夕方5時半すぎ。いつものように保育園のお迎えに出発する。妻と二人で。三つ子は大人一人で保育園から連れて帰ることができない。いや、みんなある程度歩けるようになっているので、正確に言うと無理をすれば連れて帰ることはできる。しかし、予期せぬ事態の発生、危険ポイントも多いのでリスクを低くするため一人では連れて帰らないことにしている。てんでバラバラに走り出すこともあるし、抱っこをせがんでくることもある。一人で対応できないことのほうが多い。なので迎えは、いつも妻と二人だ。時間は夕方5時半から6時。


三つ子たちにはハッとさせられることが多い。感性で生きているのだなと思う。

三人のうち二人はお話がとてもうまいタイプ。もう一人は表情豊かなタイプだ。はなしのうまい二人は年齢相応とは言い難い表現もする。「謎が解けたぞ。」「扉が開閉する。」みたいな。
”謎”も“解ける”も“扉”も“開閉”も3歳児には難しくないだろうか。Youtubeを見せ過ぎなのかもしれない。

お母さんの夕飯の支度。何かで失敗。
すると、「お母さんのせいじゃないよ気のせいだよ。」とすかさず絶妙なフォロー。

雨の日。風が吹く中、風に向かって傘をさしながら一言。
「風と戦っているんだよ。」なんて詩的な表現。

海や田んぼに遊びにいって。
足を海や田んぼににつけたとき。ニンマリ。
自然の中での豊かな表情。

HARIBOのグミを見て。くまちゃんグミ、見てるだけでよだれがてちゃうんだよね。
正直で素直な感想。

色々な言葉や表情。子育ての醍醐味かもしれない。三人分も楽しめる。


そんな中、5月末、気候もよいこの季節。ハッとさせられる言葉にであった。「早く迎えに来てくれてありがとう!!」

こちらは、一瞬??いつもと同じ5時半に出発して妻と迎えに来ていたのだ。早くないんだけどなぁ。

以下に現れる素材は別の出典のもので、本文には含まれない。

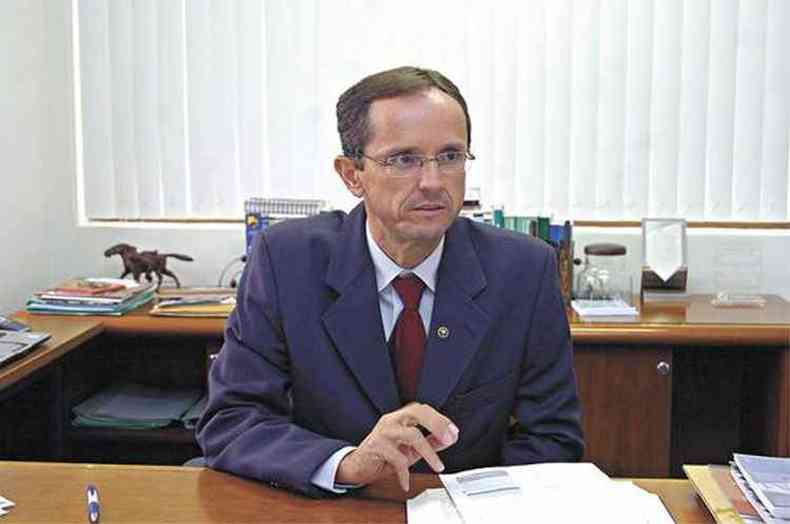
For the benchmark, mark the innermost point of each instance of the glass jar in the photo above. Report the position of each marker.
(604, 274)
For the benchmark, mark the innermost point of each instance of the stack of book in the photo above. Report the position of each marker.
(214, 302)
(752, 489)
(91, 296)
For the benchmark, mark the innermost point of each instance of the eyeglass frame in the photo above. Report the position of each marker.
(392, 170)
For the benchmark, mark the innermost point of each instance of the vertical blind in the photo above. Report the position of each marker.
(590, 109)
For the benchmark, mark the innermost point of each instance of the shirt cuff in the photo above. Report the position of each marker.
(324, 476)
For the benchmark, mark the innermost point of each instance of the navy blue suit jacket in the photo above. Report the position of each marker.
(305, 369)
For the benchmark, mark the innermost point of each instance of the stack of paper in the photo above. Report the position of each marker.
(765, 481)
(722, 496)
(91, 296)
(135, 406)
(605, 308)
(556, 493)
(195, 302)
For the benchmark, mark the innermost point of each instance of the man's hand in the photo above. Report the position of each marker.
(396, 442)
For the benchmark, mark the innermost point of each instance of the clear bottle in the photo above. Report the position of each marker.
(604, 274)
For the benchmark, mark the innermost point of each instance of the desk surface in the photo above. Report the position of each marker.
(65, 337)
(46, 492)
(658, 323)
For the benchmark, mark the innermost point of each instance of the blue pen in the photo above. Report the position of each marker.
(93, 504)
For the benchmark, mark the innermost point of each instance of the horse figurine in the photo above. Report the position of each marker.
(145, 262)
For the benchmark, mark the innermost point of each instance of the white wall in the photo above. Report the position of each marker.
(24, 196)
(43, 243)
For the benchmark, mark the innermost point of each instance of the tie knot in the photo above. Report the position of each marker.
(410, 290)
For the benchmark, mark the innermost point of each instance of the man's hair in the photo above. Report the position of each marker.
(353, 106)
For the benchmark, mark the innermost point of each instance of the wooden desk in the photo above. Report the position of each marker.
(681, 383)
(32, 406)
(135, 494)
(684, 383)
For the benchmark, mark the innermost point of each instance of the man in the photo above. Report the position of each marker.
(398, 335)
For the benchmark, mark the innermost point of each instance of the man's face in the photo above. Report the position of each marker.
(412, 209)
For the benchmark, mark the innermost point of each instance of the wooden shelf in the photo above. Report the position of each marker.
(168, 435)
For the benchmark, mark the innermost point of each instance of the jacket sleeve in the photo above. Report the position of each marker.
(547, 407)
(247, 426)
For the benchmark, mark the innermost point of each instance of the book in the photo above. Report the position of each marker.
(195, 302)
(87, 287)
(108, 291)
(721, 495)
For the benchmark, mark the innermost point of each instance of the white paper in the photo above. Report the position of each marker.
(664, 247)
(432, 506)
(603, 308)
(557, 493)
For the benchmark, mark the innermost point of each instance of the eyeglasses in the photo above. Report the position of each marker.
(406, 164)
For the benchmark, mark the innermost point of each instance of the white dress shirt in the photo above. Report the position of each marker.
(390, 306)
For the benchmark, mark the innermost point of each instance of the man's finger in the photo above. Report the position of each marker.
(397, 461)
(414, 438)
(437, 424)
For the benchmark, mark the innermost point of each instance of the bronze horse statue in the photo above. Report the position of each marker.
(144, 262)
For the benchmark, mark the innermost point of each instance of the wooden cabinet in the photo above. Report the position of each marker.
(626, 396)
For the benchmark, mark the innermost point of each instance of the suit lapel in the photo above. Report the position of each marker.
(353, 321)
(458, 324)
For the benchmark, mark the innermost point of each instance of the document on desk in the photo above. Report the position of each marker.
(554, 493)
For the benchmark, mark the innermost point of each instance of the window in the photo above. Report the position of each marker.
(602, 110)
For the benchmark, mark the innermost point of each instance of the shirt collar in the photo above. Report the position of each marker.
(387, 269)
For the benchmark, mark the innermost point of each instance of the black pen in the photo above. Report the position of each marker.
(93, 504)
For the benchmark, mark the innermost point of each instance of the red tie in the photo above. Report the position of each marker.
(408, 337)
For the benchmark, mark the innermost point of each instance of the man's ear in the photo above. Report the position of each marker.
(347, 170)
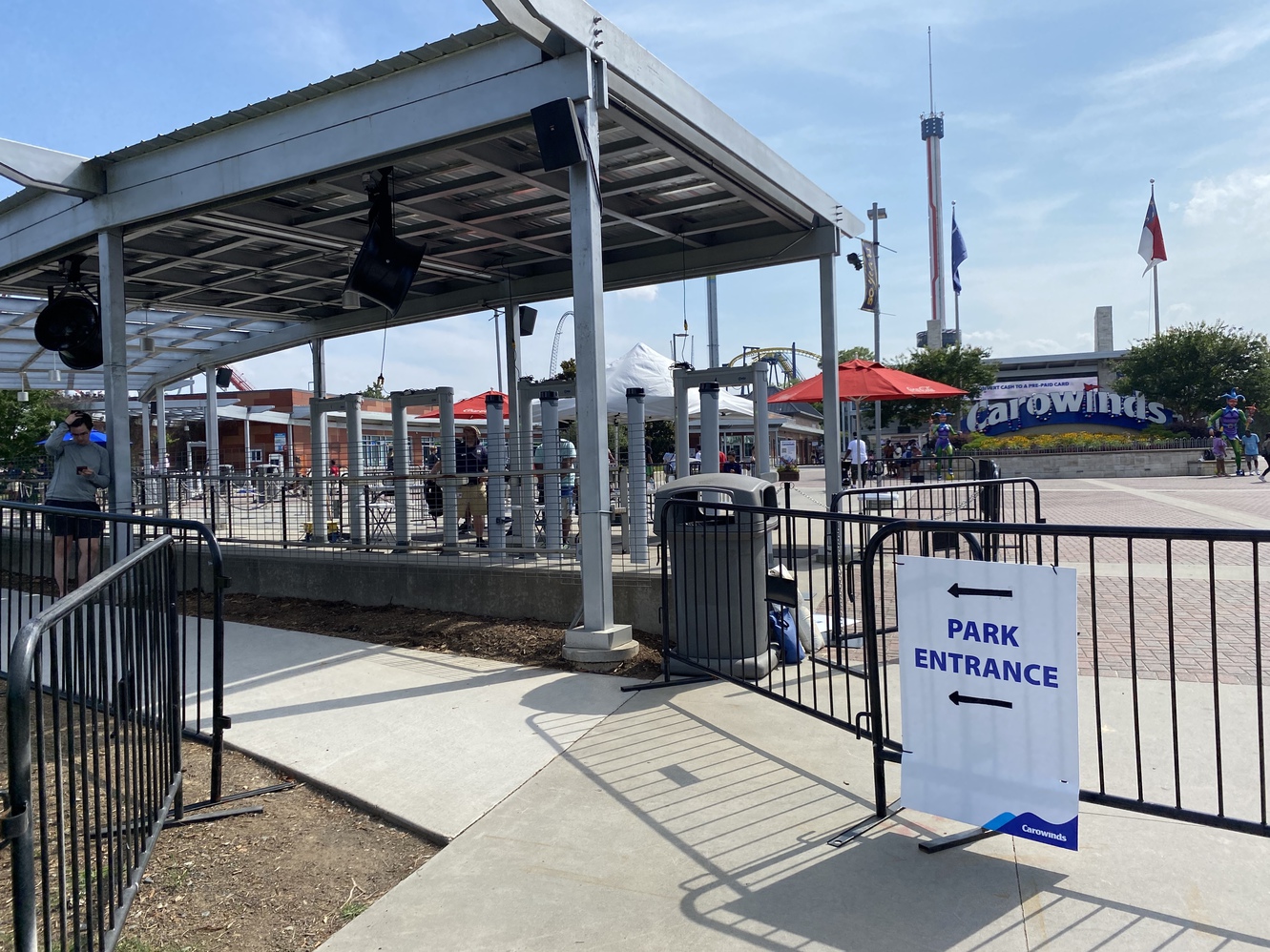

三つ子は、まだ時計が読めない。そうか、迎えに来る時間は、暗くなってからだと思っているのだ。それが明るい時間帯に迎えに来てくれたからありがとうなのか!!

5時半から6時の間に迎えに行くことにしているけど、確かに冬場は、6時近いことが多く、周りは暗かった。それが5月のとある時、ふと少し早めに迎えに出られたタイミングだったんだろう。きっと周りが明るくて、早く迎えに来てくれたと思って、とっさにありがとうと言ってくれたに違いない。なんて素直で優しい時計の読めない世界の住人との出会い。


三つ子は体力がついてきた。保育園でお昼寝すると夜なかなか寝ない。小学生のお姉ちゃんの方が先に寝てしまうくらいだ。三つ子は、ふとんに入ってもゴロゴロしてなかなか寝ない。何時だと思ってるの??もう寝る時間だよ。早く寝なさい!!なんど怒ったことか。今更ながら、この怒り方が無意味なことに気づく。彼らは時計の読めない世界の住人なのだから。時間じゃない。眠くなったら寝るのだ。

日々時間に追われてしまっているけれど。

時計の読めない世界の住人たちとの生活。

もう少し楽しみたい。


時計の読めない世界の住人と暮らせる権利という記事に影響を受けて書いてみました。